In both New Zealand and Australia, we certainly see more people in major cities, but little evidence of the vaunted productivity gains from continued concentration of people in these places. Natural-resource-based economies tend to be like that, but there is no hint of that as an issue in the Secretary’s story.
And from there the speech heads downhill again
Central government has created more capability through urban growth functions in HUD, and appointing senior regional officials to lead engagement and coordinate government across regions.
Of course lifting wellbeing across the regions is not just up to central government, which is why we see more partnering with local government and regional economic development agencies over recent years to develop action plans.
Lots of busy bureaucrats, lots of meetings for ministers and officials to open and attend, but not much sign of any understanding of quite why the overall economy has performed so poorly over so long (when almost all the tools of economic policy are controlled at the central government level).
Of the final page, I could commend her sense of humour, including this old Tom Scott cartoon (if memory serves from back in the late 80s or early 90s)
But then it is straight back to the self-congratulatory stuff
In closing, I want to acknowledge that being an economist working in public policy is incredibly rewarding, but it can also be challenging. We are a community of professionals that sometimes has to be loud to be heard. When people want the comfort of policy that is simple, certain, and swift, we can find ourselves the sometimes uncomfortable voice of technical rigour, nuance, and realism.
I guess that it might have been music to the ears of some in the audience.

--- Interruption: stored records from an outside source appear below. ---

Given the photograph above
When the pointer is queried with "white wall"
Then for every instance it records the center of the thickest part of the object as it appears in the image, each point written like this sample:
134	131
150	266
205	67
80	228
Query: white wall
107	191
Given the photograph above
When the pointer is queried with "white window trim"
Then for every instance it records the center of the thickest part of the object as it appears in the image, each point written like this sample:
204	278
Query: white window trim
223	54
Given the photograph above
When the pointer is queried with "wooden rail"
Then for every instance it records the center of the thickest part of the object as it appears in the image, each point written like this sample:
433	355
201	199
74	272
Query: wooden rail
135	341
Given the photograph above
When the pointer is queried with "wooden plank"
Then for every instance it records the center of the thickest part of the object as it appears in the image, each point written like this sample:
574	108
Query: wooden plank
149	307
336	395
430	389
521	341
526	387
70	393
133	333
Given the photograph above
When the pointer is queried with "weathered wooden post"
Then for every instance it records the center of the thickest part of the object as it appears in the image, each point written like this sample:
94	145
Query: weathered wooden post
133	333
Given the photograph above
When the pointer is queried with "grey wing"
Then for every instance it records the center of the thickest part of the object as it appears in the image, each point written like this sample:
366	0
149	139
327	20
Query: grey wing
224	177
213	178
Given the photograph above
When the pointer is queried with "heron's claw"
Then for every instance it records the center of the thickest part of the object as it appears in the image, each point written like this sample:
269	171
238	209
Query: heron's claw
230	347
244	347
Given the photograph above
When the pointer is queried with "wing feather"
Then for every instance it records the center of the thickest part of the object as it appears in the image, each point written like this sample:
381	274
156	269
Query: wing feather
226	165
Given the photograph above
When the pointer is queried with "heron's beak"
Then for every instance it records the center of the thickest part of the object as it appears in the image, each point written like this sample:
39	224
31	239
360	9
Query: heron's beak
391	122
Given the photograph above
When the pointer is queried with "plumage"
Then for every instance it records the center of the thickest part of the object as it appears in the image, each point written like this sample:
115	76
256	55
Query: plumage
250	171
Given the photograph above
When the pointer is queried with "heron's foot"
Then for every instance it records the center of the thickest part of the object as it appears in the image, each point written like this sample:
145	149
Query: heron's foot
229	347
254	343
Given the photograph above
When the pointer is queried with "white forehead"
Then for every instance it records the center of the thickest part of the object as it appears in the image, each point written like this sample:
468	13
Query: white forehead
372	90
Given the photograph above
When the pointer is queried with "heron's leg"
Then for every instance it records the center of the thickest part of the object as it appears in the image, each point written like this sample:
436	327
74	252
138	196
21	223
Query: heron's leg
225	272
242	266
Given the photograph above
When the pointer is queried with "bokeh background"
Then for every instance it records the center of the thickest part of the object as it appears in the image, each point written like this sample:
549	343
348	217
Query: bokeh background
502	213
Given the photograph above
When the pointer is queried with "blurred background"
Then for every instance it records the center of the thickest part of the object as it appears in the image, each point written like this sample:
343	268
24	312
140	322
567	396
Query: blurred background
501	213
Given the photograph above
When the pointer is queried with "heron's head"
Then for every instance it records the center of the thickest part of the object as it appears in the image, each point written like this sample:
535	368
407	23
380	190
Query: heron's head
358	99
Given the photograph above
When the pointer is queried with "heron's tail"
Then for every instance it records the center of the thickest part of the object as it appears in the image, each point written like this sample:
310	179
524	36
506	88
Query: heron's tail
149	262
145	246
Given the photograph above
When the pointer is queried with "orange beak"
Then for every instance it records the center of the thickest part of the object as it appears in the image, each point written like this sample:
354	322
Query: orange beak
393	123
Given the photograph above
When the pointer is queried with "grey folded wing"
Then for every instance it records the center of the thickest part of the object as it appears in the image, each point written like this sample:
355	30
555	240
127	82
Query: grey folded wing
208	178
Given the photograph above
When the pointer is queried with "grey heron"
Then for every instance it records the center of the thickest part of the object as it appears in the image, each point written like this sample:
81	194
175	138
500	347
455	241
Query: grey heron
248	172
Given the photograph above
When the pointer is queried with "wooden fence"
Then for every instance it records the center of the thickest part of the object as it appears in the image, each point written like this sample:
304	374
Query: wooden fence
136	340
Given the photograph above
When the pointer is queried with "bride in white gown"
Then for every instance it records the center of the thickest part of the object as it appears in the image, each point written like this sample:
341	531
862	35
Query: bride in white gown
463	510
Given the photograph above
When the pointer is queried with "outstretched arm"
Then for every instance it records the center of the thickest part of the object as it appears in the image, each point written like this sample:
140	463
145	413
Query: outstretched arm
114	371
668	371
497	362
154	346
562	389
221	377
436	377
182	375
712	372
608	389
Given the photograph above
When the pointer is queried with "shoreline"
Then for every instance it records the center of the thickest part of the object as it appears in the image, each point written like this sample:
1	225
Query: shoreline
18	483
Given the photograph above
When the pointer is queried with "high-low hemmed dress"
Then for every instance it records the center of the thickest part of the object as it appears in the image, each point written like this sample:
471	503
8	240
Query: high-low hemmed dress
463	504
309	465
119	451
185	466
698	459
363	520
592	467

But we don’t – or shouldn’t – hire senior public servants to tell people (including ministers) what they want to hear. Sadly, there has been little consistent sign of The Treasury offering that “uncomfortable voice of technical rigour, nuance, and realism” in recent years, especially on these big-picture economic performance failings. They seem to have been content to just go along, to maintain access (perhaps) by not addressing the hard issues, and playing distraction with the fluffy stuff while the economic prospects – the living standards prospects – of New Zealanders, regional or urban, drifted further behind.
It is still early days for McLiesh. I have heard a few positive things about the new Secretary, including hints of renewed emphasis on rigour. I hope this particular speech isn’t a foretaste of the standard we can expect, but that the Treasury really does begin asking the hard questions, doing robust analysis, not simply going along with conventional political verities (eg regional development). Perhaps there isn’t a political demand for such advice and analysis – are there any politicians who really care? – but shouldn’t stop The Treasury being a voice, perhaps at times crying in the wilderness, pointing to how things might be such better here. As a hint, regional economic development agencies aren’t likely to be any substantive part of the answer.